A long time ago every dinner was beef, every lunch was chicken, and every breakfast was bacon. It was the way things were, and there was nothing the household teenager could do about it. Their parents bought the food, and they were required to eat it, no matter how much they grimaced at the sight of brussel sprouts or beef.

Nowadays, teens have choices. Vegetarianism is no longer a radical, unconventional thing to do. Many teens are choosing to eliminate meat from their diets because of choice. It's nice to know that we have a choice. We no longer have to be forced with our mouths pried open to eat "What's for dinner," as those countless commercials claim.

As a vegetarian myself, I am very happy to be starting a page on something that affects me every day. People ask why I choose to isolate my mouth from meat, they wonder why I don't take the turkey at Thanksgiving, and some even start conversations with me about why they too choose not to eat meat.

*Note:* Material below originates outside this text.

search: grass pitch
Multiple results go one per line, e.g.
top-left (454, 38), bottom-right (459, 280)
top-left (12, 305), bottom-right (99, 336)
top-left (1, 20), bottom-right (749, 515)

Teens everywhere are becoming vegetarians. In sophisticated New York City to rural Wyoming. If you asked 10 people, chances are at least one of them is a vegetarian, or at least thinking about it.

What is a vegetarian?
Why become one?
But what will people say?

Why become a veggie?

So if you love hamburgers, stir fry, and that lovely meatloaf your mother makes...why switch? Well, I suppose if you have come to this place, you're probably wondering what's so bad about all those wonderful foods you eat all the time. It can be different for all people. I've talked to many non-veggies who, when mentioned the word tofu, look like they are about to barf. It's so easy to act that way when you've never tried something. Is it more gross to put a dead animal than some soy beans in your mouth? For me, it's the dead animal that disgusts me. Whatever your personal opinions are, they are yours, but what I am trying to tell you is why some people switch.

Sometimes people switch purely by the way meat tastes. They don't like meat, and nobody is going stop them. There is nothing you can really say to try to persuade somebody who doesn't like the taste of meat to eat the next sloppy joe they see. That is the way it is with a lot of vegetarians.

Some people switch to the veggie-life for health reasons. It is said that vegetarians live longer and have less of a chance of getting nastified diseases like heart disease, diabetes, and some types of cancer. They also tend to be thinner (that extra fat on the beef really adds up), and have lower blood pressure. These facts are because a vegetarian diet has less cholesterol and fat and more vitamins and fiber.

Many vegetarians are what they are because of a variety of religeous and ethical beliefs. (Thanks Animal Rights Homepage!) Some vegetarians such as Jains, Buddists, and Hindus, believe that killing and eating animals violates the ethical concept of ahimsa, or non-violence.

Another reason why people become vegetarians is for animal rights. For instance:

At the slaughterhouse, animals are supposed to be protected by something called the Humane Slaughter Act. This act, in part says that an animal is supposed to be unconscious before killed. There are many faults in this act. For one thing, the act doesn't even consider chickens, turkeys, and other birds to be animals. This means that most farm animals are conscious while being killed.